Results: Of the 500 infants enrolled in HEAL, 470 (94%) had high quality MRI data obtained at a median of 4.9 days of age (IQR: 4.5-5.8). The incidence of injury to the deep gray nuclei, cortex, white matter, brainstem and cerebellum was similar between Epo and placebo groups. Likewise, the distribution of injury patterns was similar between groups. Among infants imaged at less than 8 days (n = 414), 94 (23%) evidenced only acute, 93 (22%) only subacute and 89 (21%) both acute and subacute injuries, with similar distribution across treatment groups.

Conclusion: Adjuvant erythropoietin did not reduce the incidence of regional brain injury. Subacute brain injury was more common than previously reported, which has key implications for the development of adjuvant neuroprotective therapies for this population.

查看原文

微信好友朋友圈 QQ好友复制链接

本刊更多论文

辅助促红细胞生成素神经保护治疗中度或重度新生儿缺氧缺血性脑病后的脑损伤结果：HEAL试验报告。

引言：在一项针对中度或重度缺氧缺血性脑病（HIE）新生儿的3期随机对照试验中，促红细胞生成素（Epo）是一种公认的神经保护疗法，但并未改善总体结果。然而，HIE是一种异质性疾病，Epo是否对围产期脑损伤有有益影响还有待确定。方法：本研究对2016年至2021年在涉及23个美国学术医疗中心的17个地点进行的高剂量促红细胞生成素治疗窒息和脑病（HEAL）试验的神经影像学数据进行了二次分析。参与者是妊娠期>36周的新生儿，因中度或重度HIE接受治疗性低温治疗，并在出生后第一周接受5剂研究药物（Epoetinα1000 U/kg/剂）或安慰剂。根据试验地点和脑病的严重程度对治疗分配进行分层。主要结果是由三名独立读者使用经验证的HIE磁共振成像（MRI）评分系统确定的脑损伤的部位、模式和敏锐度。结果：在参加HEAL的500名婴儿中，470名（94%）在中位4.9天时获得了高质量的MRI数据（IQR 4.5-5.8）。Epo组和安慰剂组的深灰色核、皮层、白质、脑干和小脑损伤发生率相似。同样，各组之间损伤模式的分布相似。在8天内成像的婴儿中（n=414），94（23%）只出现急性损伤，93（22%）只出现亚急性损伤，89（21%）同时出现急性和亚急性损伤。各治疗组的分布相似。结论：辅助红细胞生成素不能降低局部脑损伤的发生率。亚急性脑损伤比以前报道的更常见，这对开发该人群的辅助神经保护疗法具有关键意义。

本文章由计算机程序翻译，如有差异，请以英文原文为准。

求助全文

约1分钟内获得全文去求助

来源期刊

Developmental Neuroscience 医学-发育生物学

CiteScore

4.00

自引率

3.40%

发文量

审稿时长

>12 weeks

期刊介绍： ''Developmental Neuroscience'' is a multidisciplinary journal publishing papers covering all stages of invertebrate, vertebrate and human brain development. Emphasis is placed on publishing fundamental as well as translational studies that contribute to our understanding of mechanisms of normal development as well as genetic and environmental causes of abnormal brain development. The journal thus provides valuable information for both physicians and biologists.

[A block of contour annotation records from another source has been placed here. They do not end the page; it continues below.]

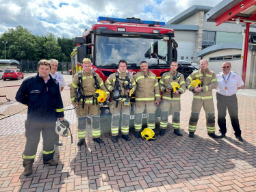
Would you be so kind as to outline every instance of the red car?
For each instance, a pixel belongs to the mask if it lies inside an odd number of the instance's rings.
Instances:
[[[19,69],[7,69],[4,71],[3,79],[3,81],[6,79],[23,79],[24,74],[22,73]]]

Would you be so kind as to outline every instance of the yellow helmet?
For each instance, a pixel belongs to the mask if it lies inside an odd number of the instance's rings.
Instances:
[[[145,128],[141,133],[141,136],[142,136],[142,138],[146,141],[149,139],[155,139],[155,132],[149,128]]]
[[[190,82],[190,85],[195,87],[196,86],[202,87],[202,82],[199,79],[194,79]]]
[[[95,92],[94,96],[97,98],[98,103],[99,102],[103,102],[107,98],[107,94],[105,92],[99,89]]]

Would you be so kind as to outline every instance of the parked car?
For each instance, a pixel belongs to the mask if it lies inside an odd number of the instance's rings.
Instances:
[[[24,74],[19,69],[7,69],[4,71],[3,75],[3,81],[6,79],[23,79]]]
[[[0,69],[0,79],[3,79],[3,72],[1,69]]]

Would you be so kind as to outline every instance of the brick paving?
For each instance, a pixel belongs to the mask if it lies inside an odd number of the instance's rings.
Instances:
[[[64,78],[71,83],[71,76]],[[25,177],[21,155],[26,107],[15,101],[18,87],[1,87],[22,81],[0,81],[0,95],[8,94],[12,100],[8,102],[0,98],[0,113],[9,115],[25,109],[0,120],[0,191],[256,191],[256,98],[238,96],[243,143],[235,139],[228,115],[227,137],[209,137],[203,111],[195,137],[190,138],[192,94],[188,91],[181,96],[181,137],[173,134],[170,116],[166,135],[155,141],[136,139],[131,130],[131,141],[119,138],[113,143],[110,130],[103,127],[104,143],[99,145],[92,141],[88,126],[86,145],[78,147],[75,111],[65,111],[72,124],[73,143],[70,138],[60,138],[64,145],[56,147],[55,154],[59,165],[50,167],[42,163],[41,139],[33,174]],[[68,89],[66,86],[62,92],[66,109],[73,108]],[[218,130],[217,124],[216,127]]]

To meet the rapidly expanding information needs of its readers, the journal combines original papers that report on progress and advances in developmental neuroscience with concise mini-reviews that provide a timely overview of key topics, new insights and ongoing controversies. The editorial standards of ''Developmental Neuroscience'' are high. We are committed to publishing only high quality, complete papers that make significant contributions to the field.